Enjoy your own company , again I can write anywhere, with any noise (except attack toddlers and lawn mowers, but an attack toddler under a lawn mower is fine with me). My pal is a chic lit writer and she  goes to a  five star hotel  for a week and lives on room service and champagne ( both feature heavily in her books, so it’s tax deductible)  to get the plot right. Then comes homes and writes it,  but she has lots of very small children and no lawn mower so she probably needs to!
Choose a good setting
I think we all in MIE know the importance of that, murder IS everywhere, thank goodness. ..
Never go anywhere without a note book.
I don’t ( go anywhere without one), I buy notebooks the way other women buy shoes,  friends stick ideas on ipads and other swipey screen things that bing and bong, run out of battery and break when the dog sits on it. Not so with a pen and a bit of paper. It’s so much more creative and much less like work. And you can stick the good ideas  on your forehead so you don’t forget.
                                      
Never talk about a book before its finished.
I do, all the time.

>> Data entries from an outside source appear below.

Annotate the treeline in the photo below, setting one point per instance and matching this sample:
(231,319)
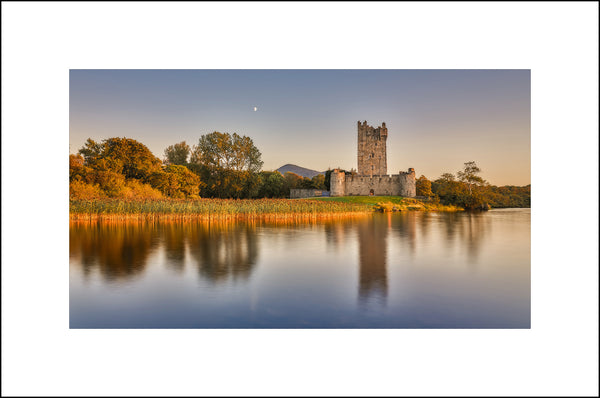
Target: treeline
(468,190)
(221,165)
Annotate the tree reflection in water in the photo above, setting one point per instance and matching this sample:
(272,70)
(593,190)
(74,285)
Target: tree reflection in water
(223,250)
(372,249)
(116,251)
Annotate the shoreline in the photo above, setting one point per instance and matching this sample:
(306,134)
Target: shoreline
(245,209)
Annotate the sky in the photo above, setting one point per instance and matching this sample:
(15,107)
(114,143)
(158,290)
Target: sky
(437,119)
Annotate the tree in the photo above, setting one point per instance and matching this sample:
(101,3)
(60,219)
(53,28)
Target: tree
(121,155)
(448,189)
(228,164)
(273,185)
(177,154)
(176,181)
(318,181)
(423,186)
(230,152)
(468,175)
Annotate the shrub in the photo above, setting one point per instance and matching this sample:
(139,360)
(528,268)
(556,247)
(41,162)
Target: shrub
(81,190)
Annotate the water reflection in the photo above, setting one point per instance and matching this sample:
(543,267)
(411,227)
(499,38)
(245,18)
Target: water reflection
(372,254)
(386,270)
(115,251)
(223,250)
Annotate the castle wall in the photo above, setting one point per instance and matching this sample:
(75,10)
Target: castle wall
(372,153)
(297,193)
(403,184)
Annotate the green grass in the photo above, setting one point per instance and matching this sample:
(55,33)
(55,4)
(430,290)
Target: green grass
(389,203)
(245,208)
(209,208)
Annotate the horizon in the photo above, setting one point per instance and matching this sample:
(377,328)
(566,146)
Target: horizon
(437,119)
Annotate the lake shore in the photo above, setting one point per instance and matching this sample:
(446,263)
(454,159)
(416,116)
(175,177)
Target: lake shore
(230,209)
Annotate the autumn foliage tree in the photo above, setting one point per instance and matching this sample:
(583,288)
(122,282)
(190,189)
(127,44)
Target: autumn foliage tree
(423,186)
(228,164)
(177,154)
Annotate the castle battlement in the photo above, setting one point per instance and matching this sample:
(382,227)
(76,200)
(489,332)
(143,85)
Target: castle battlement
(372,177)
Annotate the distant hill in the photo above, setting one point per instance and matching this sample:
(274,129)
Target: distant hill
(301,171)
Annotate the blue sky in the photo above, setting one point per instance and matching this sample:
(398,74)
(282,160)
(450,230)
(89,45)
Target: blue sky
(437,119)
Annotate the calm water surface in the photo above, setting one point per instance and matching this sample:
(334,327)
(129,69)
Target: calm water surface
(402,270)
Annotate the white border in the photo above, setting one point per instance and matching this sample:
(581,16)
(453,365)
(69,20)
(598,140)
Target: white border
(557,41)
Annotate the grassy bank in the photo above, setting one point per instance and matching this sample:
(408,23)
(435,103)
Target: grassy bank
(295,209)
(390,203)
(211,208)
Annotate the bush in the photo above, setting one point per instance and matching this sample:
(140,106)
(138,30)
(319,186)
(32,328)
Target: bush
(134,189)
(81,190)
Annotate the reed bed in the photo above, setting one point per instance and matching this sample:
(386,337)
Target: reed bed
(212,209)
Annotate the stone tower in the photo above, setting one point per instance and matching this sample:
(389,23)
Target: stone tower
(372,154)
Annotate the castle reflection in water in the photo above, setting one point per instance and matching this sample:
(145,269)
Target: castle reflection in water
(229,250)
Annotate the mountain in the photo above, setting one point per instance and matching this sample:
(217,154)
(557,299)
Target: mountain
(301,171)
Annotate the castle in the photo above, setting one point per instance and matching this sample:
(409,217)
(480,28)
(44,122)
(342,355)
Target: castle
(372,177)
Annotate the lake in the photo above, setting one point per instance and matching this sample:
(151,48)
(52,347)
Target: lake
(387,270)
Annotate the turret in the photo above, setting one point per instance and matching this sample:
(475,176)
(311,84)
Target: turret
(337,183)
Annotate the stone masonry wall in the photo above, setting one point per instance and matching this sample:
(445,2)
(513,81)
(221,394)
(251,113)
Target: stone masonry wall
(372,154)
(403,184)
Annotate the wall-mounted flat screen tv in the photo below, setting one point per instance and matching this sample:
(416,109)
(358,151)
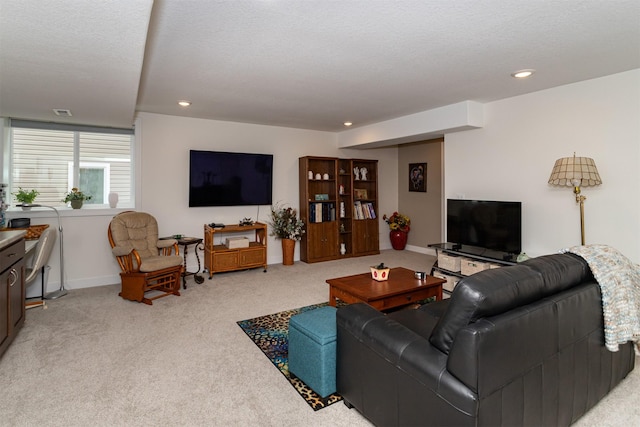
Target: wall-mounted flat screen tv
(219,178)
(484,224)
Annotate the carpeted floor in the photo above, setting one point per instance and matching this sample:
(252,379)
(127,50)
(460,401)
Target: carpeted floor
(270,333)
(95,359)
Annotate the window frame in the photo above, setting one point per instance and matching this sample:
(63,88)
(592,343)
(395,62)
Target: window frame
(6,139)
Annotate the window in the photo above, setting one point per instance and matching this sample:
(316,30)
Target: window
(53,158)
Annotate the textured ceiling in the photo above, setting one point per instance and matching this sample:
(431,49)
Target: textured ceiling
(299,63)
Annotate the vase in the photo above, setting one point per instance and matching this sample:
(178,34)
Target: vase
(398,239)
(288,248)
(113,200)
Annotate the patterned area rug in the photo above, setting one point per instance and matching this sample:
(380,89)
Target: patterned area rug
(271,334)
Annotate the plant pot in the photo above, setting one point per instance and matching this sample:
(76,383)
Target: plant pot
(398,239)
(379,274)
(288,249)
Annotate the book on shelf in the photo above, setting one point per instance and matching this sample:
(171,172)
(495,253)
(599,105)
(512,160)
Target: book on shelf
(321,212)
(363,210)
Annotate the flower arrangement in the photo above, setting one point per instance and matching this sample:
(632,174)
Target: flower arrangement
(24,196)
(398,222)
(76,194)
(285,223)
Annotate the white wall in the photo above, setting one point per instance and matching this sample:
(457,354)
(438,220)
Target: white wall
(509,159)
(164,146)
(512,156)
(166,141)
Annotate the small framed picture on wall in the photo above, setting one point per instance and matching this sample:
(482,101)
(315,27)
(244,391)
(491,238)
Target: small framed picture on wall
(418,177)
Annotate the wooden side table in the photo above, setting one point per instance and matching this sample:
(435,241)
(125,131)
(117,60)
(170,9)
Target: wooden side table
(185,242)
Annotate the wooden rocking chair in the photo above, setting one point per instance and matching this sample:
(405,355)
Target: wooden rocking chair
(147,263)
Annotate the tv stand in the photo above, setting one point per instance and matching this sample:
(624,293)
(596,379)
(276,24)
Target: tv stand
(219,258)
(477,256)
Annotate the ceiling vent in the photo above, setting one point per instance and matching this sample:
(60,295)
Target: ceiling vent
(62,112)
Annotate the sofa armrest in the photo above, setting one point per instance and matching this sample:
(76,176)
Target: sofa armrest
(379,360)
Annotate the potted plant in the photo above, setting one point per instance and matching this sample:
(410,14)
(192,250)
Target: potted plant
(399,226)
(286,225)
(380,272)
(76,197)
(26,197)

I chat to folk in my writers group,  my patients, various folk who live in my house. The dog. The latter is the best critic.
Book 7 features someone in a coma.  I’ve never been in a coma thankfully  but was chatting away to a patient who told me her son in law was in a coma for  four months. She told me a lot. Stuff you don’t get from having a medical degree. 
One weird thing was that when he ‘woke up’ he knew what they had been talking about over his bed. Not specific memory but an osmosis of the daily detritus of the conversation.  Mainly, the stress had caused his wife to go back on the ciggies. His mum had lost lots of weight through the stress.  The cat had kittens and all found good homes. And somebody was scoffing all the polo mints. (That was the wife disguising the fact she was smoking) .
Know when to stop.
Maybe writers like PD don’t get a word count to  stick to but it does concentrate the mind somewhat.  My new publisher likes shorter books, so I’ve had to edit and cut and trim. I think it has worked. I hope it has.

I had ‘blog’ on my to do list, ( I have a special note book for my To Do list) I can score that off now and phone the builder. It’s going to snow tomorrow, it will snow through the hole in the roof.
                                               
But first I’ll take the dog out, there’s a bit of dialogue I’m struggling with where the James Bond type character has driven over an attack toddler in a lawn mower and Mr T ain’t chuffed!